The ratio of registered trainee terps to qualified
- Just a bit of fun. Are trainee interpreters like some kind of linguistic cultural minority, clustering around natural features like rivers and prairies, wandering in majestic herds around ancient mating grounds? Short answer: yes, yes they are.
- Yellow areas indicate regions where the ratio of trainee interpreters to qualified interpreters on the NRCPD register favours the qualified interpreters more than the mean ratio of all regions. Blue areas indicate places where the scale is tipped towards trainee interpreters.
- The conclusion is pretty clear. The West Midlands has crazy numbers of TSLIs. Wales and the North East seem to be much less bothered with TSLI registration.

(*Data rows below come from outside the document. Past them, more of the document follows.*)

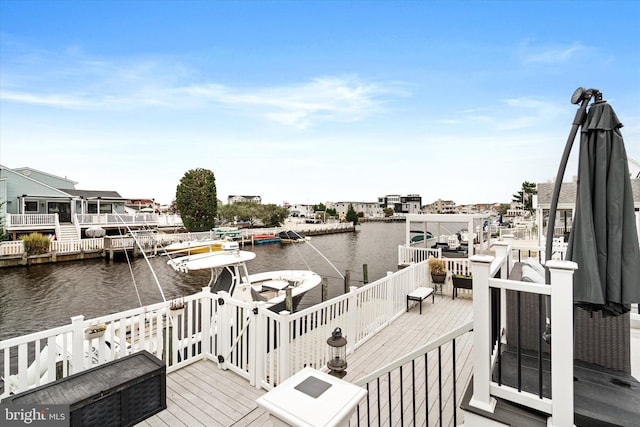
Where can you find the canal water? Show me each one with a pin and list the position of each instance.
(44, 296)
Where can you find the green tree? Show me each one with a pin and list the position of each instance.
(269, 215)
(524, 196)
(352, 216)
(196, 200)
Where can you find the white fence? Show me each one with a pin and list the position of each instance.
(31, 220)
(485, 351)
(11, 248)
(262, 346)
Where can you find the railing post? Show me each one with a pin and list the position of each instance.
(352, 316)
(283, 347)
(480, 265)
(224, 329)
(205, 320)
(257, 353)
(503, 251)
(391, 304)
(561, 273)
(77, 344)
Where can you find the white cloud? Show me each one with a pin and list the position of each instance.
(73, 80)
(551, 54)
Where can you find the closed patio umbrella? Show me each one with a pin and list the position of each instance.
(603, 239)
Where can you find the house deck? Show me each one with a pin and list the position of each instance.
(203, 395)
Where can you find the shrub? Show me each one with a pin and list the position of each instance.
(35, 244)
(437, 265)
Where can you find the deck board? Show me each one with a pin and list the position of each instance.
(201, 394)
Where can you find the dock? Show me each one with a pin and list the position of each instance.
(201, 394)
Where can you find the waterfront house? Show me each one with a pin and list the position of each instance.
(236, 198)
(566, 205)
(37, 201)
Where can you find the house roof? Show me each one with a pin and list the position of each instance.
(568, 192)
(92, 194)
(26, 172)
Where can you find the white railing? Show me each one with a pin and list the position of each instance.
(170, 220)
(12, 248)
(71, 246)
(127, 242)
(117, 219)
(175, 336)
(29, 220)
(262, 346)
(484, 267)
(409, 254)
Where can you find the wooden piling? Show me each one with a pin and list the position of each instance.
(347, 280)
(288, 300)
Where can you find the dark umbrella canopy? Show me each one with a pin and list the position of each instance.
(603, 240)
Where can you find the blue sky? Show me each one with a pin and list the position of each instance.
(309, 102)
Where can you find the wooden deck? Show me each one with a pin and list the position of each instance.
(203, 395)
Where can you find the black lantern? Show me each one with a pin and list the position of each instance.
(337, 363)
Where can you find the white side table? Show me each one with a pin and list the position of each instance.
(312, 398)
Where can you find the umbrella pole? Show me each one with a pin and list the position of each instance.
(580, 95)
(578, 121)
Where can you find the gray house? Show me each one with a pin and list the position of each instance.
(36, 201)
(567, 202)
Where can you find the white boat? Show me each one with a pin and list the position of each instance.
(229, 273)
(200, 246)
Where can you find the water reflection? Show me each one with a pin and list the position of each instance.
(44, 296)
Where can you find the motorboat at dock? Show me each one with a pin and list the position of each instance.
(229, 273)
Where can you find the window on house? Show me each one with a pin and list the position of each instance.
(31, 206)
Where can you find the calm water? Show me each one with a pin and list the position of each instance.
(45, 296)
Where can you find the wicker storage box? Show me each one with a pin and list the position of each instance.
(118, 393)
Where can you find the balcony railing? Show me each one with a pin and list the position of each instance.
(15, 221)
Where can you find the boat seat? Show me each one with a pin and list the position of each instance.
(255, 295)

The ratio of public sector CSWs to registered terps
- And another highly speculative one, just for fun. We’ve all heard stories around the campfire about this mythical horde of CSWs that are stampeding about taking everyone’s jobs. I thought I’d have a look.

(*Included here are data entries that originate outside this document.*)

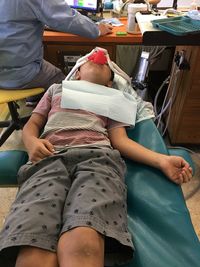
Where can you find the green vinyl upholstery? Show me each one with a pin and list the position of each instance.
(158, 217)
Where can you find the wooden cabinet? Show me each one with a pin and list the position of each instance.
(58, 53)
(184, 123)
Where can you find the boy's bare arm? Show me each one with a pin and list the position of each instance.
(37, 148)
(175, 168)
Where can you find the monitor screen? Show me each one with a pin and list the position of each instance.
(85, 5)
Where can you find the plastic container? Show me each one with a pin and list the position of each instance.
(132, 26)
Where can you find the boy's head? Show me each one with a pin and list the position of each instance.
(95, 73)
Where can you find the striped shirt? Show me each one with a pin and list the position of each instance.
(69, 127)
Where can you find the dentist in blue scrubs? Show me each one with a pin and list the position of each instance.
(22, 24)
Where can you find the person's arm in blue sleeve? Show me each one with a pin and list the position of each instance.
(59, 16)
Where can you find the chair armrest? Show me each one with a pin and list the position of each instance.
(158, 216)
(10, 162)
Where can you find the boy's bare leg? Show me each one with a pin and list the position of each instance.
(36, 257)
(81, 247)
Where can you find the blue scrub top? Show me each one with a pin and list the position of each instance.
(21, 31)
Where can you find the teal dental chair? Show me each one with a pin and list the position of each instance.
(158, 217)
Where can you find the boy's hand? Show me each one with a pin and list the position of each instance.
(104, 29)
(39, 149)
(176, 169)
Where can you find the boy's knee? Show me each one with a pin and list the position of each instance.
(82, 242)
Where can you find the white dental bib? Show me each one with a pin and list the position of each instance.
(101, 100)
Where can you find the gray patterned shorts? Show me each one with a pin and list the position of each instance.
(78, 187)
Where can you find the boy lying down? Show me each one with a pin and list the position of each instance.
(70, 210)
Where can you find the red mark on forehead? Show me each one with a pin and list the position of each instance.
(98, 57)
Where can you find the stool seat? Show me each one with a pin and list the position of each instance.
(9, 95)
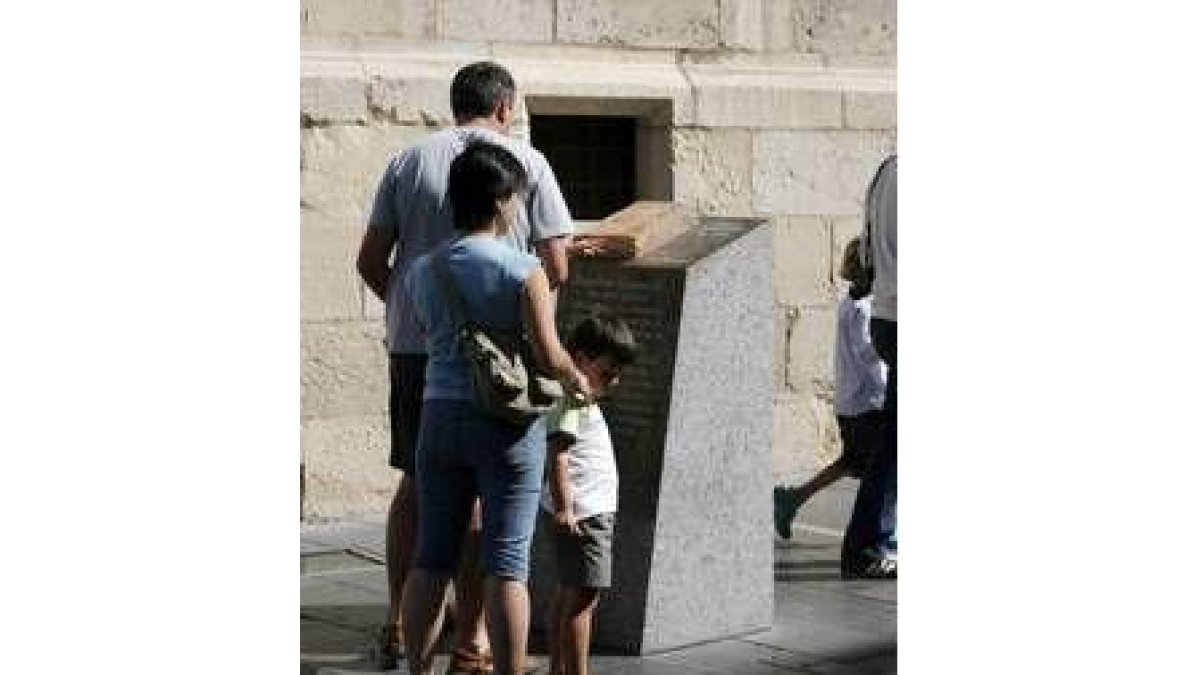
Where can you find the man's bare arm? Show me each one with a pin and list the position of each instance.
(553, 258)
(375, 261)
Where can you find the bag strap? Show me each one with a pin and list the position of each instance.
(455, 302)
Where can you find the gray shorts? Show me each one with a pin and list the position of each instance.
(585, 560)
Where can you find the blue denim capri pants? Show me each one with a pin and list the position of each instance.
(462, 453)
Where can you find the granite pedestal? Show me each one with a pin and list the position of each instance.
(691, 425)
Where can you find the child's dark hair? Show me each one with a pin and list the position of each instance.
(603, 334)
(479, 88)
(481, 175)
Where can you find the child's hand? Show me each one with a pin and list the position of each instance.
(565, 521)
(576, 387)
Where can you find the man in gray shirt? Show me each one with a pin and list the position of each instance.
(411, 216)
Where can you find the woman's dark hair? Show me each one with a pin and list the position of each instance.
(603, 334)
(481, 175)
(479, 88)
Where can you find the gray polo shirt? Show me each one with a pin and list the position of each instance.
(880, 230)
(411, 203)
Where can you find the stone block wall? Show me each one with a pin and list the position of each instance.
(779, 108)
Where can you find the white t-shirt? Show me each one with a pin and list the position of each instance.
(591, 464)
(858, 371)
(411, 203)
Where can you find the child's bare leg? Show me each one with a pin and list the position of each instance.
(822, 479)
(557, 627)
(575, 631)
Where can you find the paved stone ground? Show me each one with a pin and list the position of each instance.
(823, 625)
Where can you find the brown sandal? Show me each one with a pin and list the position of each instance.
(463, 662)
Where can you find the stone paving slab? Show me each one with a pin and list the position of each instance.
(823, 626)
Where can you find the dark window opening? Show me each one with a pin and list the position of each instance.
(593, 157)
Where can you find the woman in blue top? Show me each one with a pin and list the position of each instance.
(461, 451)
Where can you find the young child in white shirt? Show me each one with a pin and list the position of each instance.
(580, 496)
(859, 377)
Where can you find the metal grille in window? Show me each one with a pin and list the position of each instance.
(593, 159)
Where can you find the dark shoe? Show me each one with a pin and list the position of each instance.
(388, 649)
(869, 566)
(786, 503)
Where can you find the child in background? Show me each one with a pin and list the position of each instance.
(861, 378)
(580, 497)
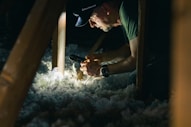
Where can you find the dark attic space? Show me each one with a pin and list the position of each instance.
(56, 100)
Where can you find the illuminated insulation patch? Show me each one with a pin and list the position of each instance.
(86, 102)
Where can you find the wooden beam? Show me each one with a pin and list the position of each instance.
(24, 59)
(141, 52)
(181, 64)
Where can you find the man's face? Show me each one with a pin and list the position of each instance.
(100, 19)
(100, 23)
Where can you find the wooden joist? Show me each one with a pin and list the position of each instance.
(24, 59)
(141, 52)
(180, 64)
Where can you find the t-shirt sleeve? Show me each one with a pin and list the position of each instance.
(129, 18)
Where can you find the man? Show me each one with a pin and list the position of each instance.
(105, 16)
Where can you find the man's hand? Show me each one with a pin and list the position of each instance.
(91, 67)
(95, 57)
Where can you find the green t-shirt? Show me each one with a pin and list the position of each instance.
(128, 13)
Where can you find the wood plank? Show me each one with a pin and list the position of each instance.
(24, 59)
(141, 52)
(61, 43)
(181, 61)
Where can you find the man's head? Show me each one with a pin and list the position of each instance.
(102, 15)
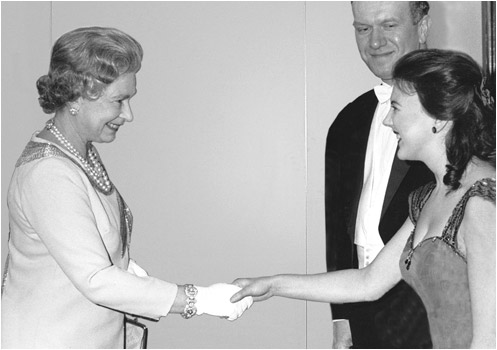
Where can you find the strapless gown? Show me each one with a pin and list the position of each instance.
(437, 270)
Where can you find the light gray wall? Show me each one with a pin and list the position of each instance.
(223, 165)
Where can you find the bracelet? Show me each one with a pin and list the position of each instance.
(190, 308)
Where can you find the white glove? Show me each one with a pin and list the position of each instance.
(135, 269)
(215, 300)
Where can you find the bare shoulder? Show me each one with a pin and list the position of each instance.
(478, 225)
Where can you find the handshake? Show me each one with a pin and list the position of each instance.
(215, 301)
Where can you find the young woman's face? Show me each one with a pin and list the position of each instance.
(411, 124)
(99, 120)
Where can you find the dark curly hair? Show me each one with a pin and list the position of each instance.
(83, 62)
(451, 86)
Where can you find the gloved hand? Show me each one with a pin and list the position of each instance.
(135, 269)
(215, 300)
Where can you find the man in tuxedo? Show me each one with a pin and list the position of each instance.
(367, 186)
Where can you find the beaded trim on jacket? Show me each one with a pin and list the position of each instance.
(37, 150)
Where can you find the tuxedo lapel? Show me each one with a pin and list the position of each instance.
(399, 171)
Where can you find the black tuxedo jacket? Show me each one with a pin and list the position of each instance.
(384, 323)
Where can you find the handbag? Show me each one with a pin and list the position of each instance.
(135, 334)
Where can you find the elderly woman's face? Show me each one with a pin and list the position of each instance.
(99, 120)
(411, 124)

- A big hurdle to this, on top of the invisibility of unregistered and/or unqualified community interpreters in general, is that the CRIDE count of CSWs+TAs takes part-time workers into account, and the NRCPD register figure emphatically does not. Anecdotally, I’ve been told that registered terps are likely to be secondary breadwinners in the household and not work full time. There’s almost nothing in the way of hard numbers to show that, though. The best I could find was the ASLI 2011 Fees and Salaries Report. There’s a rough indication in there that the average interpreter works about 2/3rds of the standard working week. I went with that.

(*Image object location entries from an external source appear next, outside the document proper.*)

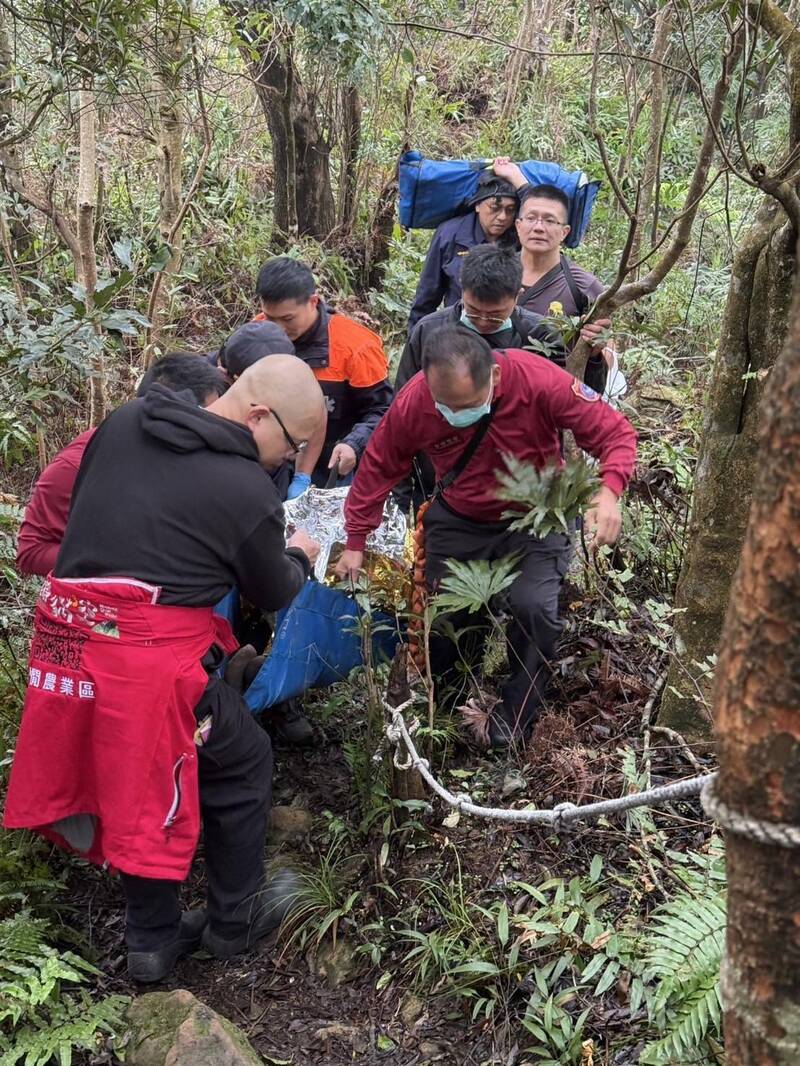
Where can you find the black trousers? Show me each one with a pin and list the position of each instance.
(235, 774)
(532, 600)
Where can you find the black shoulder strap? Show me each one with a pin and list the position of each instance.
(581, 301)
(465, 456)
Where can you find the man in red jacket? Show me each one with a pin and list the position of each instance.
(517, 403)
(46, 515)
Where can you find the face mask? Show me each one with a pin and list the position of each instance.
(461, 419)
(468, 323)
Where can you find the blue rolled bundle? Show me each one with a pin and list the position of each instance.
(432, 190)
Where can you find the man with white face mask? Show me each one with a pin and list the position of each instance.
(468, 408)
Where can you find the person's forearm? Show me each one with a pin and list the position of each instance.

- So the map below shows that proportion of the number of NRCPD qualified interpreters (a wild stab at FTE terps, if you like) compared to the number of FTE CSW posts in the public sector. Yellow regions indicate places where interpreters outnumber CSWs. Purple regions, vice versa. Paler regions are more evenly split.
- The East Midlands is the only region with more FTE terps than CSWs. No surprise, we’ve shown above that it’s Terp Central. The whole south of the country (except London) has them neck and neck; elsewhere, CSWs roam like pillaging Vikings. If people are serious about wanting more qualified interpreters in education, they clearly have their work cut out. Or – and I realise this seems crazy – we could try supporting CSWs more.